NASCAR fans are loyal fans – and loyal fans are gunning to engage.
But until last week, NASCAR, which acts as a governing body for stock car racing in the US and around the world, didn’t have a way for its fans to show their loyalty through the organization’s mobile app, a linchpin of its overall digital strategy.
NASCAR relaunched its app, complete with new rewards-based loyalty functionality powered by mobile loyalty platform SessionM, to coincide with the Daytona 500 last Sunday.
Registered users of the app can now earn points based on their frequency of usage, for checking in at a racetrack, accessing the app during a live broadcast, making purchases on NASCAR.com or engaging with videos, rich media ads or branded games.
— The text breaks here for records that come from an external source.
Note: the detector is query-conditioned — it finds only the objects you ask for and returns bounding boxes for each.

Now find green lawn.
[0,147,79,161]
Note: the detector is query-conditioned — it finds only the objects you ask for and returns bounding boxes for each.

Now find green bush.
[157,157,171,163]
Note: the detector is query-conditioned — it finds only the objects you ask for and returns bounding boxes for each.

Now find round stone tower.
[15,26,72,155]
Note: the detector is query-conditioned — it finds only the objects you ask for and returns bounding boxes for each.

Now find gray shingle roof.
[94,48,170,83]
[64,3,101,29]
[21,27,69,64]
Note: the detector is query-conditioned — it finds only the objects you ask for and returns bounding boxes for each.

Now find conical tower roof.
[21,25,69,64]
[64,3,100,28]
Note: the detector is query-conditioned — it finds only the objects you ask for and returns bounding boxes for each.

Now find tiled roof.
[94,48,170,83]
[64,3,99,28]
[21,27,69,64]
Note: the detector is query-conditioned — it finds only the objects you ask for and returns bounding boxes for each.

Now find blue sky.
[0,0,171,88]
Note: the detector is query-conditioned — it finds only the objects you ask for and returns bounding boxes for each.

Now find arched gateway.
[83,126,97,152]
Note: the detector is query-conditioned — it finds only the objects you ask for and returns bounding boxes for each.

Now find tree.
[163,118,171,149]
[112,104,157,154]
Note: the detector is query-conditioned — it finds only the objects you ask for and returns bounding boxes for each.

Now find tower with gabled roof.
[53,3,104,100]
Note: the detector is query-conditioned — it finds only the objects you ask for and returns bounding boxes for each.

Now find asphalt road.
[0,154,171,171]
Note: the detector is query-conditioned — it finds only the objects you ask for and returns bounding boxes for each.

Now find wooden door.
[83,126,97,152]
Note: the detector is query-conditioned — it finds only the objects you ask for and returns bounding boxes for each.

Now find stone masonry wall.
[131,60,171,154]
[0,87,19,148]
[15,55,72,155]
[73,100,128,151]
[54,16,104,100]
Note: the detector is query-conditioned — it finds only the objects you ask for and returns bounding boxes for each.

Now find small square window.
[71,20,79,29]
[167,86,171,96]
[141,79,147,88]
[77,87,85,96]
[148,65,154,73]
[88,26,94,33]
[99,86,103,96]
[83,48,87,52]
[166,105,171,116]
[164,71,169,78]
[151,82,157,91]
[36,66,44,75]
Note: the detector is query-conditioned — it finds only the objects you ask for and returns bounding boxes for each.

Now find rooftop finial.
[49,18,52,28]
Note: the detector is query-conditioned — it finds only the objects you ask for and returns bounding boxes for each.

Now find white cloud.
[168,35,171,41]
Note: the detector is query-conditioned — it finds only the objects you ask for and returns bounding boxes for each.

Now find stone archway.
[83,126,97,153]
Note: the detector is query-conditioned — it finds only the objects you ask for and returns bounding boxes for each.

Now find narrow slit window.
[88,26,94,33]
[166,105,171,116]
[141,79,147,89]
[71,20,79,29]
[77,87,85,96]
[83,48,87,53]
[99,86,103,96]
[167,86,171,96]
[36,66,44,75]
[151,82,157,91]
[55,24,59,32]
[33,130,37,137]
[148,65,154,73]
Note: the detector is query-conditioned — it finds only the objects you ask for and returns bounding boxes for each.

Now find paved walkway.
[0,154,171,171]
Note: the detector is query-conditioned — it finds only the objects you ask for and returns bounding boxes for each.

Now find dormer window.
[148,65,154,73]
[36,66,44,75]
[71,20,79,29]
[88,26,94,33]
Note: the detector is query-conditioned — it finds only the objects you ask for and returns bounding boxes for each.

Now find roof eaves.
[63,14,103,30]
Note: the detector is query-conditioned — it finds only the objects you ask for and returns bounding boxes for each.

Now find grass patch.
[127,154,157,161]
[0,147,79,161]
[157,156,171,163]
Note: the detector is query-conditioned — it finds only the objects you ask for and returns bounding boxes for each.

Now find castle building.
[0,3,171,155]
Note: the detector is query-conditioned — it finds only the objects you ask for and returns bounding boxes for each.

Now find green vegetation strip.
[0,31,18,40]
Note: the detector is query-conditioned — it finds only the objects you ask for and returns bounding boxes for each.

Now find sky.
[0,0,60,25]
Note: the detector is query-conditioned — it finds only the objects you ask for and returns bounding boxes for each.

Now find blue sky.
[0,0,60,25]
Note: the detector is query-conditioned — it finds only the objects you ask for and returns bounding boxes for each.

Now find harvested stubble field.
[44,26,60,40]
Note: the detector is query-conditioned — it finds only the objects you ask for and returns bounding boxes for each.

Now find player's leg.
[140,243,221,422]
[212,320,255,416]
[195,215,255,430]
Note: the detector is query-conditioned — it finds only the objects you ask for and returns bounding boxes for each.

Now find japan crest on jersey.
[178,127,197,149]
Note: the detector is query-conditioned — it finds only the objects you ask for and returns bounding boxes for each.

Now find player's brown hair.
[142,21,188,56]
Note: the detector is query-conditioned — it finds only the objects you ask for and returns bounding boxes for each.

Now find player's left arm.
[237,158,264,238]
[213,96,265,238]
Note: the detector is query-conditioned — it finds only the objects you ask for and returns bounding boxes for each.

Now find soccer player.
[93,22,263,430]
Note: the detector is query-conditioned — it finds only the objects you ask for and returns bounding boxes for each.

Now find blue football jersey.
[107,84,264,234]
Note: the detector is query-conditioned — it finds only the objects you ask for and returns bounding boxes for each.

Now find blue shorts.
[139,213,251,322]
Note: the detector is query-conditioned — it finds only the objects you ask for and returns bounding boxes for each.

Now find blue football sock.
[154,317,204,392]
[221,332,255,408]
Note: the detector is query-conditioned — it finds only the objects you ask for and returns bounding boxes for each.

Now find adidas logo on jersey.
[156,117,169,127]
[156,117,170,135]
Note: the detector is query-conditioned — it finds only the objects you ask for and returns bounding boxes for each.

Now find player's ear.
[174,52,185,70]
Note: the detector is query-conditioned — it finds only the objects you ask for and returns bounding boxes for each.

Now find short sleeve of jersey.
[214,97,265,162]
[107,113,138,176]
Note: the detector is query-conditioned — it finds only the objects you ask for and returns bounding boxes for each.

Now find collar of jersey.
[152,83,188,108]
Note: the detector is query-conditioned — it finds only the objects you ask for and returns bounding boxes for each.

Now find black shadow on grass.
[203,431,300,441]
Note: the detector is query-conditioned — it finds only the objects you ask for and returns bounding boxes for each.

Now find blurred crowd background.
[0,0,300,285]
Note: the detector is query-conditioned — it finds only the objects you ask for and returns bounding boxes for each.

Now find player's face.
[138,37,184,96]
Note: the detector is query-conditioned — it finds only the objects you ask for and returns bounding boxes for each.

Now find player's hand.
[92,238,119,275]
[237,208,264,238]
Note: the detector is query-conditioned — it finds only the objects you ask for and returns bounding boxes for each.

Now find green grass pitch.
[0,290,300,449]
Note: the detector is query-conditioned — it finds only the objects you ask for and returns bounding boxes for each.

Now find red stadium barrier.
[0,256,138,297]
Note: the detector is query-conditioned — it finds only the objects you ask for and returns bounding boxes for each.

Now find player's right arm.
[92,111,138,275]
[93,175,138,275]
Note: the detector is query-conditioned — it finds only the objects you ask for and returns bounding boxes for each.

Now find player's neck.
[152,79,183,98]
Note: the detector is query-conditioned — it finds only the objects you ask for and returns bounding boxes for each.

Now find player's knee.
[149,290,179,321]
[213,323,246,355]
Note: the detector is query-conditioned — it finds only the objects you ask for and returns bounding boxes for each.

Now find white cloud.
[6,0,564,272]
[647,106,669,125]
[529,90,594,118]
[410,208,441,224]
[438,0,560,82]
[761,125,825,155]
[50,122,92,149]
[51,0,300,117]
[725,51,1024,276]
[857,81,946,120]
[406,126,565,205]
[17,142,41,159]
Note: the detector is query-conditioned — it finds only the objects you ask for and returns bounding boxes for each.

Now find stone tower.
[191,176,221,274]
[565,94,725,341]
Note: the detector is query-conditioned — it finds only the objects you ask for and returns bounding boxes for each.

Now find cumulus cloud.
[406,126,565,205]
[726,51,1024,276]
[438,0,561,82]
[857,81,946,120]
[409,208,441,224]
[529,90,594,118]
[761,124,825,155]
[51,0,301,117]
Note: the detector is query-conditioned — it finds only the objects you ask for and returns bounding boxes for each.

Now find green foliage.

NASCAR’s loyalty play also has an attractive location component. Users can earn points for checking in at a physical venue, say a retail location, restaurant or stadium, or for checking in during a live TV broadcast. Users who upload photos of receipts can earn points for offline purchases.
“We were looking to create a really good user experience and to bring value to the most loyal users of our app,” said Tim Clark, senior director of digital platforms for NASCAR Digital Media.
NASCAR reassumed control over its digital and social properties, including NASCAR.com, its phone and tablet apps and its Facebook, Twitter and YouTube accounts, from Turner Sports in 2012 and relaunched its digital experience the following year, complete with live scoring, access to in-car audio and video, driver stats, results, sporting news and real-time race highlights. Turner will continue to handle NASCAR’s digital ad sales through 2016.
The racing body’s official app, sponsored by Sprint and Toyota,is an on-the-go hub for all of these features, each of which can now function as a points-earning opportunity for fans and a potential native play for advertisers. Users can earn mPOINTS, as SessionM’s loyalty currency is called, by engaging directly with advertisers like Walgreens and shipping startup Shyp.
NASCAR collects basic user information upon registration, including email address, age and gender. It uses these to personalize content. It also leverages its SessionM relationship to access users across the SessionM network of apps.
SessionM’s loyalty tech is integrated with about 1,200 apps, including Sony’s Crackle, TMZ, Flixster, apps from Warner Brothers, CBS local sites and Moviefone, as well as a variety of fitness, sports and entertainment apps. SessionM uses those integrations to tap into active audiences on behalf of clients like NASCAR.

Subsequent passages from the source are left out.